She finished all she could bear to eat, and left the mess hall.
But as she walked through the corridors to the room where they all worked, she realized: Achilles would not have killed her like this. There was no point in killing her if the others didn't get to see her arrested and taken away. It wouldn't do what he needed it to do, if she just disappeared in the night.
At the same time, if she had escaped, he couldn't announce it. That would be even worse. So he would simply remain silent, and leave the impression with everyone that she was probably dead.
Petra imagined Virlomi walking boldly out of the building, her sheer bravado carrying the day. Or perhaps, dressed as one of the women who cleaned floors and windows, she had slipped out unnoticed. Or had she climbed a wall, or run a minefield? Petra didn't even know what the perimeter looked like, or how closely guarded it might be. She had never been given a tour. Wishful thinking, that's all this is, she told herself as she sat down to the day's work. Virlomi is dead, and Achilles is simply waiting to announce it, to make us all suffer from not knowing.
But as the day wore on, and Achilles did not appear, Petra began to believe that perhaps she had gotten away. Maybe Achilles was staying away because he didn't want anyone speculating about any visible bruises he might have.
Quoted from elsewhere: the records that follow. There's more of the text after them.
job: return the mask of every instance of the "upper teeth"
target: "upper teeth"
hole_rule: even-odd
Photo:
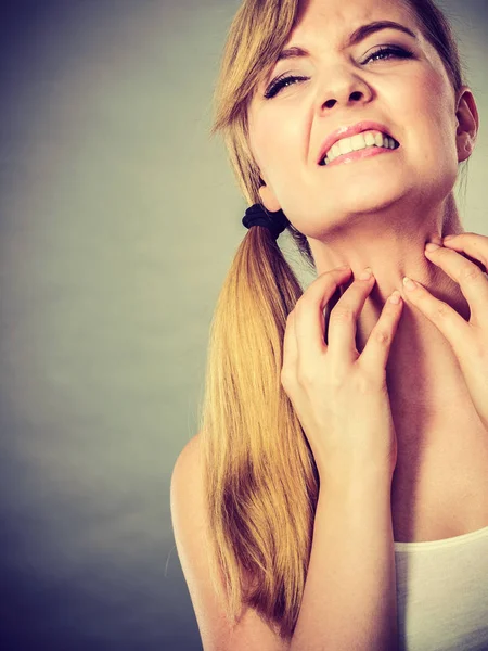
[[[334,158],[337,158],[337,156],[342,156],[344,154],[348,154],[350,152],[372,145],[395,149],[397,143],[396,140],[389,136],[381,133],[380,131],[363,131],[362,133],[357,133],[350,138],[343,138],[342,140],[338,140],[332,145],[329,152],[326,152],[322,164],[326,165],[328,163],[334,161]]]

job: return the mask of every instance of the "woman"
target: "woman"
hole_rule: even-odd
[[[487,649],[488,238],[453,196],[479,119],[450,27],[245,0],[216,98],[254,206],[171,480],[204,648]]]

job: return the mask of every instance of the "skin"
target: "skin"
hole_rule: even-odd
[[[384,29],[350,49],[342,47],[356,27],[375,20],[401,23],[418,39]],[[407,49],[413,58],[364,63],[387,44]],[[468,320],[470,307],[459,284],[427,259],[424,247],[464,232],[450,199],[459,164],[470,157],[476,141],[474,97],[465,86],[454,93],[437,51],[401,3],[310,0],[291,34],[291,46],[306,48],[311,56],[278,62],[249,105],[249,143],[265,181],[261,199],[269,210],[282,208],[307,237],[318,275],[348,264],[352,281],[365,267],[373,270],[376,283],[357,323],[359,353],[391,292],[399,290],[404,298],[387,366],[399,494],[406,495],[421,476],[435,482],[436,472],[442,477],[453,464],[464,483],[451,475],[452,496],[461,486],[478,487],[488,464],[487,432],[449,342],[409,303],[402,284],[404,276],[418,280]],[[307,80],[266,100],[267,84],[283,73]],[[350,164],[318,166],[326,136],[361,119],[387,125],[400,149]],[[394,485],[394,503],[396,493]],[[404,522],[410,508],[403,500],[396,539],[413,536]],[[488,497],[480,508],[476,522],[486,525]]]

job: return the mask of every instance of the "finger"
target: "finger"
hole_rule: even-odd
[[[468,259],[477,265],[481,271],[488,269],[488,237],[478,233],[460,233],[459,235],[444,239],[442,243],[448,248],[465,254]]]
[[[425,256],[459,283],[470,305],[471,322],[488,321],[488,279],[479,266],[444,246],[435,251],[425,250]]]
[[[413,283],[413,289],[408,281]],[[470,337],[470,324],[444,301],[435,298],[420,282],[403,279],[403,297],[438,328],[459,356],[463,342]]]
[[[312,365],[328,348],[323,311],[341,283],[351,273],[350,267],[321,273],[307,288],[295,305],[295,334],[300,365]]]
[[[375,283],[374,276],[369,279],[359,277],[344,292],[337,305],[331,312],[329,320],[329,354],[331,362],[356,361],[356,330],[358,316],[364,307],[364,302]]]
[[[397,304],[391,302],[395,296],[399,299]],[[402,309],[403,301],[400,292],[395,290],[383,306],[380,319],[371,331],[364,349],[361,353],[361,363],[369,369],[376,368],[382,372],[386,371],[386,363],[398,329],[398,323],[400,322]]]

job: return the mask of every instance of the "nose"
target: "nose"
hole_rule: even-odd
[[[322,114],[335,104],[348,106],[355,103],[367,103],[371,101],[372,94],[369,85],[357,76],[343,74],[337,75],[335,80],[329,76],[328,81],[319,90],[317,111]]]

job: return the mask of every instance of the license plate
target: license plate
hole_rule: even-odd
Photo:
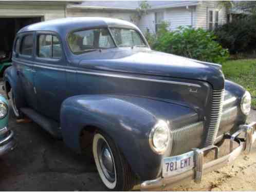
[[[178,175],[194,167],[194,152],[163,158],[162,177]]]

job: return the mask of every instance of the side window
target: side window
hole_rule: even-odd
[[[20,37],[17,38],[16,40],[16,44],[15,45],[14,51],[15,53],[19,53],[20,52],[20,48],[21,47],[21,38]]]
[[[22,39],[21,54],[24,55],[33,54],[33,35],[24,36]]]
[[[62,50],[59,38],[51,35],[40,35],[38,38],[37,55],[41,58],[61,58]]]

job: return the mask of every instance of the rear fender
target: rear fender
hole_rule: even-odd
[[[17,70],[13,66],[8,67],[4,74],[4,81],[5,92],[7,98],[9,99],[8,92],[11,88],[13,93],[16,96],[16,104],[17,108],[24,106],[25,99],[24,98],[23,91],[17,76]]]

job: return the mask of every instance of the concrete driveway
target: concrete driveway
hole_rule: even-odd
[[[72,152],[35,123],[18,123],[10,117],[9,126],[17,146],[0,158],[0,190],[105,190],[92,158]],[[170,190],[255,190],[255,155],[254,149],[234,166],[207,175],[200,184],[183,182]]]

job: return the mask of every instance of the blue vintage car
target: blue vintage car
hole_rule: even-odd
[[[16,117],[29,117],[76,151],[91,147],[109,189],[199,182],[255,140],[255,123],[245,124],[250,95],[225,80],[221,66],[153,51],[129,22],[30,25],[17,33],[12,55],[5,90]],[[230,153],[218,158],[225,140]],[[210,151],[215,159],[204,164]]]
[[[0,157],[15,146],[13,132],[8,127],[8,101],[0,95]]]

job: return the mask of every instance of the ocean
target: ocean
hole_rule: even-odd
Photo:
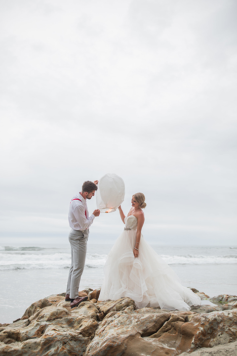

Or maybe he's having some scrotal problems and he's having some doctor check him out-though heaven help him if Achilles decided that having a doctor handle his injured testes was worthy of the death penalty.
Maybe he was staying away because Virlomi was gone and Achilles did not want them to see him frustrated and helpless. When he caught her and could drag her into the room and shoot her dead in front of them, then he could face them.
And as long as that didn't happen, there was a chance Virlomi was alive.
Stay that way, my friend. Run far and don't pause for anything. Cross some border, find some refuge, swim to Sri Lanka, fly to the moon. Find some miracle, Virlomi, and live.
MURDER
To:Graff%pilgrimage@colmin.gov
From:Carlotta%agape@vatican.net/
orders/sisters/ind
Re: Please forward
The attached file is encrypted. Please wait twelve hours after the time of sending and if you don't hear from me, forward it to Bean. He'll know the key.
It took less than four hours to secure and inspect the entire high command base in Bangkok. Computer experts would be probing to try to find out whom it was that Naresuan had been communicating with outside, and whether he was in fact involved with a foreign power or this gambit was a private venture. When Suriyawong's work with the Prime Minister was finished, he came alone to the barracks where Bean was waiting.
Most of Bean's soldiers had already returned, and Bean had sent most of them to bed. He still watched the news in a desultory fashionnothing new was being said, so he was interested only in seeing how the talking heads were spinning it. In Thailand, everything was charged with patriotic fervor. Abroad, of course, it was a different story. All the Common broadcasts were taking a more skeptical view that Indian operatives had really made the assassination attempt.
"Why would India want to provoke Thai entry into the war?"
"They know Thailand will come in eventually whether Burma asks them or not. So they felt they had to deprive Thailand of its best Battle School graduate."
"Is one child so dangerous?"
"Maybe you should ask the Formics. If you can find any."
And on and on, everyone trying to appear smart-or at least smarter than the Indian and Thai governments, which was the game the media always played. What mattered to Bean was how this would affect Peter. Was there any mention of the possibility that Achilles was running the show in India? Not a breath. Anything yet about Pakistani troop movements near Iran? The "Bangkok bombing" had driven that slow-moving story off the air. Nobody was giving this any global implications. As long as the I.F. was there to keep the nukes from flying, it was still just politics as usual in south Asia.
Except it wasn't. Everybody was so busy trying to look wise and unsurprised that nobody was standing up and screaming that this whole set of events was completely different from anything that had gone before. The most populous nation in the world has dared to turn its back on a two-hundred-year-old enemy and invade the small, weak country to its east. Now India was attacking Thailand. What did that mean? What was India's goal? What possible benefit could there be?
Why weren't they talking about these things?
"Well," said Suriyawong, "I don't think I'm going to go to sleep very soon."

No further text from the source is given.